Aug. 27 (Bloomberg) -- Foxtons Plc, a property broker focused on London and southeast England, declined the most since it first sold shares to the public after Chief Executive Officer Nic Budden said the U.K. capital’s property market may be facing a slowdown in the second half.
Foxtons declined 10 percent in London, the most since its initial public offering on Sept. 20. The shares have fallen about 20 percent this year, giving the London-based company a market value of 745 million pounds ($1.2 billion).
“We expect the growth in transaction volumes to slow from the rapid rate seen in the first half,” Budden said in a statement today. “The policy initiatives introduced in 2014 aimed at controlling mortgage lending, together with the expectation of increases in interest rates, are now having an impact on short-term demand among buyers.”
Growth in London home prices is slowing after the Bank of England and a U.K. financial regulator introduced tougher affordability checks and stress tests to curb lending and borrowing excesses.
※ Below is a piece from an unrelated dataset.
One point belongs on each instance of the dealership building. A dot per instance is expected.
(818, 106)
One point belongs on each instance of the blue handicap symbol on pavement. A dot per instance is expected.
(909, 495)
Prices will gain 15 percent this year, slow to 5 percent in 2015 and likely not grow in 2016, London-based broker Savills Plc said in an e-mailed statement yesterday.
Foxtons said five new branches opened in the first half, bringing the total to 49, and two more are scheduled to open in the second half. Pretax profit for the six months through June climbed 57 percent to 23.1 million pounds, according to the company’s statement.